10 The angel said, “Don’t be afraid! Look! I bring good news to you—wonderful, joyous news for all people. 11 Your savior is born today in David’s city. He is Christ the Lord. 12 This is a sign for you: you will find a newborn baby wrapped snugly and lying in a manger.” 13 Suddenly a great assembly of the heavenly forces was with the angel praising God. They said, 14 “Glory to God in heaven, and on earth peace among those whom he favors.”

15 When the angels returned to heaven, the shepherds said to each other, “Let’s go right now to Bethlehem and see what’s happened.
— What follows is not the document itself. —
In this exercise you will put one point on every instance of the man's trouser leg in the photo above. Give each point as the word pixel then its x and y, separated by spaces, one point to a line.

Let’s confirm what the Lord has revealed to us.” 16 They went quickly and found Mary and Joseph, and the baby lying in the manger. 17 When they saw this, they reported what they had been told about this child. 18 Everyone who heard it was amazed at what the shepherds told them. 19 Mary committed these things to memory and considered them carefully. 20 The shepherds returned home, glorifying and praising God for all they had heard and seen. Everything happened just as they had been told.


I grew up in rural West Virginia and I remember magical evenings of looking up at the stars. There was so little light pollution that the night sky was bursting with twinkling lights. I could even see the milky way as a band of billions and billions of stars.

I imagine that’s the kind of sky the shepherds in the field would have seen too.

Tonight is the Winter Solstice and is commonly referred to as the Longest Night because there are fewer daylight hours than any other day of the year. Some people do on like this time of year and yearn for the long sunlit summer evenings of July and August. But I love this time of year. I love the cold crisp nights that offer more waking time to gaze to the heavens and see the marvel of God’s universe. I wonder if the shepherds were considering the universe when a figure started to form in the darkness. I imagine starlight gathering into one spot to become the angel bringing good news. How both marvelous and frightening!  And then the glory of the Lord shone around the angel. We always envision that as dazzling light, but what if it was the culmination of a billion twinkling stars? And when the multitude joined in, what if it was as if you were engulfed into a nebula and surrounded by the light of the most beautiful light known to space?  

By the Rev. Luana Cook Scott

For Pondering & Prayer

Tonight, I want you to consider that even on this Longest Night, even when there is more night than day, that the dark skies are not dark, but filled with beauty and light. Take a moment and look up at the night sky and see that God’s messengers are still telling us to not be afraid and that God is here. Use this long evening to find a quiet moment to reflect and be in the brilliantly decorated night sky and know that even the dark sky is overcome with the light of God with billions of points of light. Look up to see them and remember. Too much light pollution? No problem! Go into a room with a Christmas tree and turn off all the other lights. Take a moment and just consider each light as a star in the night sky. Do not be afraid of this long night, but embrace it, rest, breath, and be joyous that God is born again into our lives.  

Prayer: God of Light, twinkle through the darkness to sing to us your Good News this day. Amen.